Commission de la culture, de l'éducation et de la communication — Réunion du 2 décembre 2020 à 16h30
Proposition de loi relative à la protection patrimoniale des langues régionales et à leur promotion — Examen du rapport et élaboration du texte de la commission

Photo de Pierre OuzouliasPierre Ouzoulias :

Comme toute sa génération, mon grand-père parlait le limousin. Il a appris le français à l'école ; il n'avait pas le droit d'y parler une autre langue, même dans la cour de récréation. Il est ensuite monté à Paris, et en perdant l'usage du limousin, il a aussi perdu un vocabulaire précieux, ce qu'il a d'ailleurs beaucoup regretté à la fin de sa vie. L'odeur de la nature après l'orage, ou encore certains noms d'oiseaux ne trouvent pas d'équivalents en français. Républicain fervent et absolu, il concevait pourtant parfaitement qu'on puisse avoir deux cultures.

En Corrèze, il existe toujours un droit coutumier en limousin, qui n'est pas traduisible. Il réglemente notamment certains usages de la forêt. Si celui-ci disparaît, nous serons alors dans l'incapacité de trouver une transcription dans le droit français. Il s'agirait d'une grande perte culturelle. Les langues régionales font partie de l'identité d'un territoire, et de la relation complexe que les individus nouent avec celui-ci. Il est admirable que des familles étrangères au département, voire parfois à la France, utilisent ce vocabulaire pour décrire des réalités quotidiennes. Ainsi, cette identité n'exclut pas, au contraire : elle est intégrante.

Cette proposition de loi me pose plusieurs problèmes, notamment au travers de son article 2, qui fait passer les langues régionales dans le cadre étroit des trésors nationaux. Or, ces derniers sont précisément décrits comme des biens meubles et immeubles. Au-delà de mes doutes sur l'utilité d'une telle démarche, je crains qu'intégrer les langues dans ce registre n'affaiblisse la notion même de patrimoine national, alors que nous en avons absolument besoin.
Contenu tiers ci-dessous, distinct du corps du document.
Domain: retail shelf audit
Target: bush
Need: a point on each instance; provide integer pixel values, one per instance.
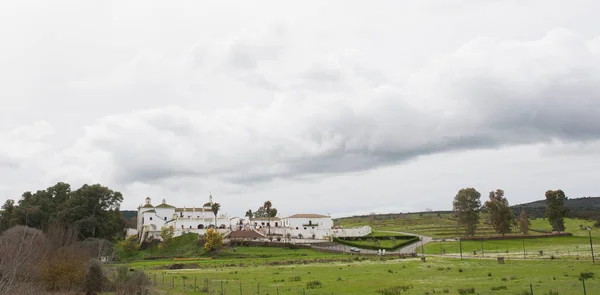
(125, 282)
(313, 284)
(395, 290)
(94, 278)
(466, 290)
(21, 250)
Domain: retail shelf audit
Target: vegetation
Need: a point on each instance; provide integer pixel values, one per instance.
(54, 261)
(92, 209)
(166, 234)
(555, 209)
(215, 207)
(214, 240)
(500, 215)
(408, 276)
(524, 222)
(467, 206)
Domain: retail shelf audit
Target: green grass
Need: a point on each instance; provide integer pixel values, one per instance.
(247, 256)
(373, 277)
(445, 225)
(380, 244)
(183, 246)
(561, 247)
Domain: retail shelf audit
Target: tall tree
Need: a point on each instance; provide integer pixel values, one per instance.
(500, 214)
(466, 206)
(267, 205)
(215, 207)
(555, 209)
(524, 222)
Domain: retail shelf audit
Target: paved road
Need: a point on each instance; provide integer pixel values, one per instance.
(412, 248)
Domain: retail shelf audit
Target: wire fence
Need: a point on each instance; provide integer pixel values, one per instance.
(184, 284)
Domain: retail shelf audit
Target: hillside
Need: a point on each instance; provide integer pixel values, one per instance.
(587, 208)
(442, 224)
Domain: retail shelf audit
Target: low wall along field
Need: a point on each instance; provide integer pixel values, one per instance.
(376, 241)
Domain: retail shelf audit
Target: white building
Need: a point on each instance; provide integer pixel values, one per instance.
(151, 219)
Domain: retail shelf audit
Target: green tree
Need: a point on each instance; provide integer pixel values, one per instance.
(166, 234)
(249, 214)
(214, 240)
(524, 222)
(215, 207)
(500, 214)
(466, 206)
(555, 209)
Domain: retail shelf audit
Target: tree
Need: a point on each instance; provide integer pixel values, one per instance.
(524, 222)
(466, 206)
(130, 244)
(214, 240)
(215, 207)
(555, 209)
(167, 233)
(267, 205)
(249, 213)
(500, 214)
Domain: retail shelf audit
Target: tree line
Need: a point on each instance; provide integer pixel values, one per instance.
(468, 209)
(93, 210)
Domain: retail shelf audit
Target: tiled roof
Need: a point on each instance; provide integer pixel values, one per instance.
(244, 234)
(308, 216)
(265, 218)
(191, 210)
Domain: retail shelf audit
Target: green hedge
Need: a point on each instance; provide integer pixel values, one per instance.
(352, 243)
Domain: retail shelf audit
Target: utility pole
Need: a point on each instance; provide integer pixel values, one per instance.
(591, 245)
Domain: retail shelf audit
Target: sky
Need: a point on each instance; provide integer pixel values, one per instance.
(331, 107)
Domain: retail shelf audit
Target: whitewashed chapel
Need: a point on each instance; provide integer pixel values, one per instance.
(151, 219)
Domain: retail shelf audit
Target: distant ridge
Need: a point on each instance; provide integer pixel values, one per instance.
(586, 208)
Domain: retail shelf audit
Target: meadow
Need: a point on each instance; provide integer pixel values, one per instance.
(399, 276)
(445, 226)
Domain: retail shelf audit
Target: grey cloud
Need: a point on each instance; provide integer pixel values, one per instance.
(501, 98)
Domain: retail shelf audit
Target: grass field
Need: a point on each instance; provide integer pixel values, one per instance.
(436, 276)
(445, 225)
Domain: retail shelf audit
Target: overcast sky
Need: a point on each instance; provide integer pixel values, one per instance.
(336, 107)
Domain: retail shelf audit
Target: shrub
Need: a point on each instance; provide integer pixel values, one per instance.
(395, 290)
(94, 278)
(126, 282)
(21, 250)
(129, 245)
(313, 284)
(466, 290)
(586, 275)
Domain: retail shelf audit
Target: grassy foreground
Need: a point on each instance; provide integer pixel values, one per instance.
(411, 276)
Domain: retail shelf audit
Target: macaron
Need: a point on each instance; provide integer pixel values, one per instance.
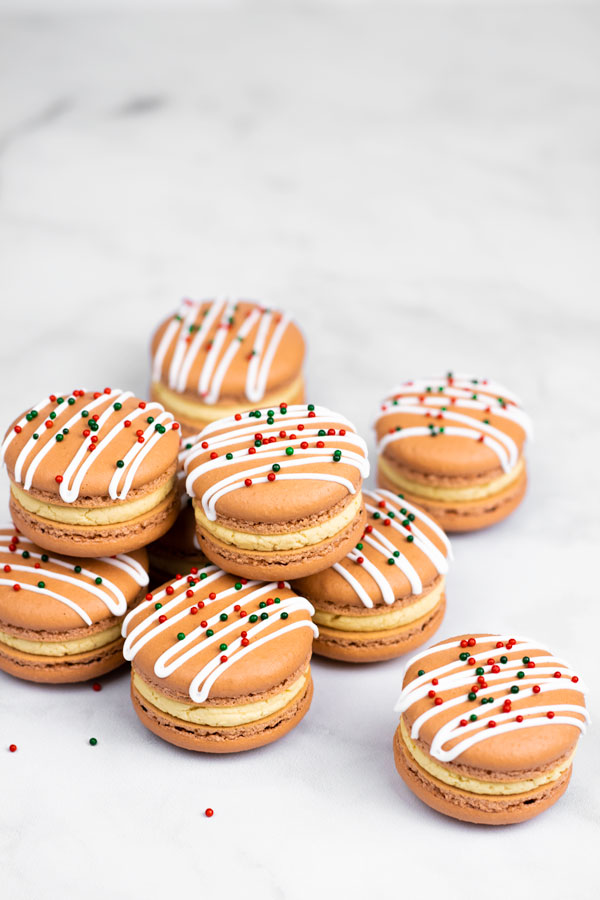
(277, 491)
(454, 445)
(488, 727)
(387, 596)
(214, 358)
(60, 616)
(220, 664)
(93, 473)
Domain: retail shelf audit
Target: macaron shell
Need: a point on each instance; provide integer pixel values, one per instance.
(468, 515)
(511, 753)
(35, 611)
(223, 740)
(380, 645)
(285, 364)
(62, 670)
(47, 464)
(330, 589)
(476, 808)
(103, 540)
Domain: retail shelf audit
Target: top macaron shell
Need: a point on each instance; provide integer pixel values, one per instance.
(47, 449)
(220, 350)
(256, 668)
(454, 426)
(301, 440)
(373, 576)
(508, 746)
(56, 594)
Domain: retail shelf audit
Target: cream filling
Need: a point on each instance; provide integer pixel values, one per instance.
(474, 785)
(219, 716)
(446, 494)
(62, 648)
(393, 618)
(181, 405)
(99, 515)
(293, 540)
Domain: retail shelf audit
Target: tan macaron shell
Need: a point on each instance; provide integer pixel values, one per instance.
(502, 755)
(439, 405)
(44, 460)
(309, 483)
(251, 670)
(214, 336)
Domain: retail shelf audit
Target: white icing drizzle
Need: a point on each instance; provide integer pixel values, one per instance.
(239, 432)
(196, 641)
(109, 593)
(459, 674)
(34, 451)
(220, 355)
(379, 541)
(454, 393)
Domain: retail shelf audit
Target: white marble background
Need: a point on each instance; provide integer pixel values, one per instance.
(420, 184)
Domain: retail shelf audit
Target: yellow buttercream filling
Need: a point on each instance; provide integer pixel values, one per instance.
(219, 716)
(181, 405)
(393, 618)
(474, 785)
(446, 494)
(62, 648)
(100, 515)
(293, 540)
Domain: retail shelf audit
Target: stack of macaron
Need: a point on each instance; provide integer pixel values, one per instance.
(220, 532)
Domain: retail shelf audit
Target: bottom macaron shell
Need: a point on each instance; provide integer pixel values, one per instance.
(215, 740)
(97, 540)
(378, 645)
(62, 670)
(466, 516)
(477, 808)
(283, 565)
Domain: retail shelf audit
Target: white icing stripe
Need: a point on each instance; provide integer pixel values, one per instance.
(196, 642)
(213, 313)
(480, 427)
(353, 582)
(458, 674)
(471, 433)
(48, 593)
(116, 604)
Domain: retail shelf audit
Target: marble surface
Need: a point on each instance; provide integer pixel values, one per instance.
(419, 184)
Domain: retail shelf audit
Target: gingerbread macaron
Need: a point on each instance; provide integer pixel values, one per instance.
(93, 473)
(488, 727)
(220, 664)
(387, 596)
(60, 616)
(454, 445)
(214, 358)
(277, 492)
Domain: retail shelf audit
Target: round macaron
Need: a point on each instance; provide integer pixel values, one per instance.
(93, 473)
(214, 358)
(60, 616)
(277, 492)
(488, 727)
(454, 445)
(387, 596)
(220, 664)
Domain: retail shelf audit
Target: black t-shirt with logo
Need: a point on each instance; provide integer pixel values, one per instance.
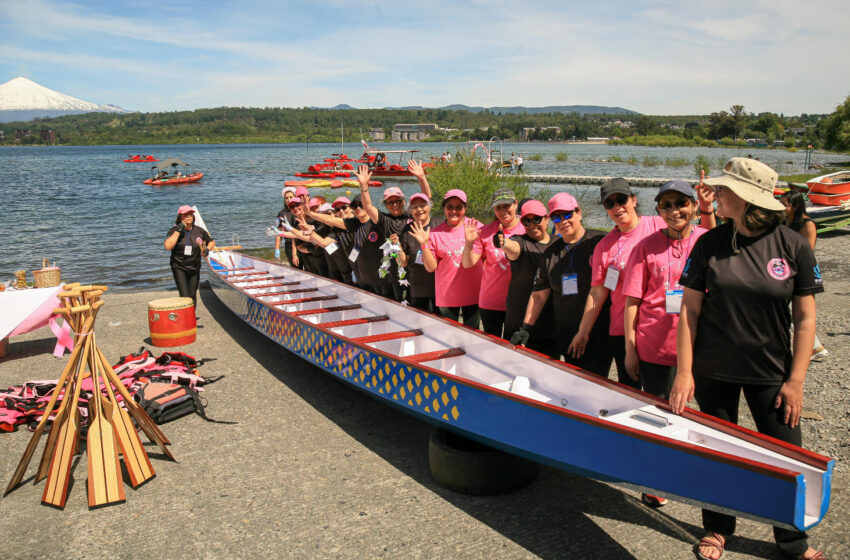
(575, 258)
(743, 332)
(523, 272)
(368, 241)
(181, 260)
(421, 281)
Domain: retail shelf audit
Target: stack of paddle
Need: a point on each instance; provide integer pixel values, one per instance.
(110, 428)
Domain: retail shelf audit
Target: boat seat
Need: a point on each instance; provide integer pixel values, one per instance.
(320, 310)
(436, 355)
(357, 321)
(387, 336)
(305, 300)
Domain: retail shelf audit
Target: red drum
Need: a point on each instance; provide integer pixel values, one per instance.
(172, 321)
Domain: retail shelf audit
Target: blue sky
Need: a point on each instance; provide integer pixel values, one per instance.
(655, 57)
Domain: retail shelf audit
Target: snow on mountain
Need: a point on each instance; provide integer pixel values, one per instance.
(23, 99)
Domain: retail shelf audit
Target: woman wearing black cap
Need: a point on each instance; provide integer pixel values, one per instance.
(734, 325)
(187, 242)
À propos de l'enseignement, je partage totalement les propos de M. Max Brisson : aujourd'hui, rien n'interdit une reconnaissance plus forte des langues régionales. Il est sidérant de constater l'existence de 185 sections internationales dans les lycées, mais de ne pas pouvoir enseigner certaines disciplines en langue régionale. Faudra-t-il attendre l'instauration d'un lycée international occitan à Toulouse pour pouvoir continuer à utiliser la langue d'oc ? Il y a ici une distorsion que je ne comprends pas. Dans les Hauts-de-Seine, par exemple, l'enseignement d'une langue étrangère au lycée est considéré comme un critère d'attractivité énorme. Pourquoi une langue régionale ne le serait-elle pas ? Il y a un certain vestige jacobin qui aboutit à différencier le traitement donné à ces langues.

J'approuve aussi les propos formulés sur la loi Toubon. Celle-ci n'est absolument pas appliquée en ce qui concerne l'anglais. Le Centre national de recherche scientifique (CNRS) interdit même quasiment à ses agents de produire des articles scientifiques en français ! En revanche, elle a été utilisée contre les langues régionales, ce qui est une absurdité absolue.
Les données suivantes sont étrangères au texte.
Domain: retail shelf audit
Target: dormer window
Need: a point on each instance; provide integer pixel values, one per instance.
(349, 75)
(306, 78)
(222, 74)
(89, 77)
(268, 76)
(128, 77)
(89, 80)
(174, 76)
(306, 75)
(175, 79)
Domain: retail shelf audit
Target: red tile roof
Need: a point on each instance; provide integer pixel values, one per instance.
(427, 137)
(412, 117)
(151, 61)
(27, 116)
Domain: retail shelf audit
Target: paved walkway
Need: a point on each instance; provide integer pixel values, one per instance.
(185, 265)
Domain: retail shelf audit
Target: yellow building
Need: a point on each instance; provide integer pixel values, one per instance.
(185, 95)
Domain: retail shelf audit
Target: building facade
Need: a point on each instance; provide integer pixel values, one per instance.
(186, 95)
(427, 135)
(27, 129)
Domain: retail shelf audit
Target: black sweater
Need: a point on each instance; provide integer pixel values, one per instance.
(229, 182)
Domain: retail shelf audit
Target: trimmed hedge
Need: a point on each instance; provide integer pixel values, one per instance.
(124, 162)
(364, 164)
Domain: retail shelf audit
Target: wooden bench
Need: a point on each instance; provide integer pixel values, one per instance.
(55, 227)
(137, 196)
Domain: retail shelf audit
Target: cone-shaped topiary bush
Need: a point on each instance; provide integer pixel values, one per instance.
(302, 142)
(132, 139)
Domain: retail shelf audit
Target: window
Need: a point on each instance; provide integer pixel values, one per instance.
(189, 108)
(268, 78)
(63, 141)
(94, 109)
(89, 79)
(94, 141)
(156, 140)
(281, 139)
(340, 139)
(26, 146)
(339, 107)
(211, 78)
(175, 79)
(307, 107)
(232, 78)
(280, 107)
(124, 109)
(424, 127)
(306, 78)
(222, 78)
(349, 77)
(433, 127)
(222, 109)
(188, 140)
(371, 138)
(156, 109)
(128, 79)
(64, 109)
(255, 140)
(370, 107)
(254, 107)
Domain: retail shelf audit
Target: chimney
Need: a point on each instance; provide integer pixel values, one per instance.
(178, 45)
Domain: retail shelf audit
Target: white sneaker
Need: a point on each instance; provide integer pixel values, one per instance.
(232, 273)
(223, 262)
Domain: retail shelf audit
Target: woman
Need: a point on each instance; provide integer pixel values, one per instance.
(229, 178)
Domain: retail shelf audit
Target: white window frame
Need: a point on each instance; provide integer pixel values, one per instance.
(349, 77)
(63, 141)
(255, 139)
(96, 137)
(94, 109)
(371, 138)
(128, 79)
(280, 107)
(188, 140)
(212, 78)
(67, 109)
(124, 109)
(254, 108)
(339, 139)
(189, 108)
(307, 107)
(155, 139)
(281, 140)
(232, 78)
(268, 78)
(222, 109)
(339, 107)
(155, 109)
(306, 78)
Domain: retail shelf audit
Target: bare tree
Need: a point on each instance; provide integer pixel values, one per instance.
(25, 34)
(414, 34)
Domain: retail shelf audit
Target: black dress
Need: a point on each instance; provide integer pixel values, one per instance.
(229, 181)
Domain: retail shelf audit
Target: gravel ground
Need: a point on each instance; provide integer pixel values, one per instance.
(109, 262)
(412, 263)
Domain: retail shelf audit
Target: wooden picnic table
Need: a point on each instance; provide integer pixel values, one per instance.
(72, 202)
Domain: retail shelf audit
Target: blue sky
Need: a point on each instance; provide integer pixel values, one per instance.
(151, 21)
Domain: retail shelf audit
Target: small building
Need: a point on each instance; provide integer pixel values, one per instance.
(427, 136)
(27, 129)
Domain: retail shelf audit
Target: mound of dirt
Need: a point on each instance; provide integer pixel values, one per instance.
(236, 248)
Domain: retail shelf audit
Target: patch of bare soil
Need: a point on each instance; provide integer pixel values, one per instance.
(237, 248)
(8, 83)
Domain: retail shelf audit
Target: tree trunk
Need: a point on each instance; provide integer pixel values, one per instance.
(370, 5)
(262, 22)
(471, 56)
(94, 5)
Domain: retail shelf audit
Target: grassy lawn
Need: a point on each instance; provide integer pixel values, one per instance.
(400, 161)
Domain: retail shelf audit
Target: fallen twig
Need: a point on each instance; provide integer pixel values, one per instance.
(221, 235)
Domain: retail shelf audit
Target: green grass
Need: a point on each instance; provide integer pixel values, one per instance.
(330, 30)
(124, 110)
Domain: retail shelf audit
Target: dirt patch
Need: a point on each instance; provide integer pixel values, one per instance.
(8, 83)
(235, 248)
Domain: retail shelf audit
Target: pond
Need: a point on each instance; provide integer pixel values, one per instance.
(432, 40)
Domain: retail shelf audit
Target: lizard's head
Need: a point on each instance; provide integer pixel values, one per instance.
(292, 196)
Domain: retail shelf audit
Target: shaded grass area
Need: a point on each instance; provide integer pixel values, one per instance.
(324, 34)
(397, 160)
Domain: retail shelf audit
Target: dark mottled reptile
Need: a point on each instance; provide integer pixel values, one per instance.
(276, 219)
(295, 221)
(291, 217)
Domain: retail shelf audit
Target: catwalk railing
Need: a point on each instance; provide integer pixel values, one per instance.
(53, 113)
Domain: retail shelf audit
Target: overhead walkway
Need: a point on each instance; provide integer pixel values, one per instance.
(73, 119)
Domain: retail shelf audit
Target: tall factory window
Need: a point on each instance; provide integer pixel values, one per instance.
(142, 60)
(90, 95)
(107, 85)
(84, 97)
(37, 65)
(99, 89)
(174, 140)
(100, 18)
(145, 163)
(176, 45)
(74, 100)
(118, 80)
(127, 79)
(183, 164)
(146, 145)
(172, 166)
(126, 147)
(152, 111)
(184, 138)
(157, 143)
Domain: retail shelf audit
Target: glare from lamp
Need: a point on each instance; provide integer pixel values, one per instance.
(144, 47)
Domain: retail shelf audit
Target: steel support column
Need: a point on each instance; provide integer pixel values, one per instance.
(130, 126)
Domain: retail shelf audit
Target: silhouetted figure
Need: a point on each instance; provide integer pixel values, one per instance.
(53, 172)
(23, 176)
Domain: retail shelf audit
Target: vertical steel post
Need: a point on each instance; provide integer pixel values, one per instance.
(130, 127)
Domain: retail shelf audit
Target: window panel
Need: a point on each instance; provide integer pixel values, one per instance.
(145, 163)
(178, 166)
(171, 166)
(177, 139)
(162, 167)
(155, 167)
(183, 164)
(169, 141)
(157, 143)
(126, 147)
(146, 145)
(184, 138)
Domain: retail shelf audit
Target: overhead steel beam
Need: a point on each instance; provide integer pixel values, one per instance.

L'article 9 vise à autoriser les signes diacritiques des langues régionales dans les actes d'état civil. Mais je ne vois pas ce qui l'interdit dans le droit actuel. De plus, il ne s'agit pas ici des actes de l'administration, mais de la façon dont les gens s'appellent eux-mêmes, ce qui est très différent. Dans les bureaux de vote, on a des cas où les noms sont transcrits sans aucun signe diacritique dans le registre d'état civil, alors que, sur la pièce d'identité de l'individu, ces signes apparaissent parfaitement. Leur usage est donc permis, puisque cette pièce est reconnue par l'administration. Pourtant, cela n'apparaît pas correctement sur la liste électorale. C'est une absurdité.

Nous aurions pu aller beaucoup plus loin sur ce texte. Pour un certain nombre de dispositions, on devine qu'il s'agit de forcer la main à une administration encore très rétive à appliquer les textes existants sur la protection des langues régionales. Même si je souhaite que ce texte poursuive son chemin législatif, je pense qu'une réflexion plus ample et plus aboutie sur le sujet est nécessaire.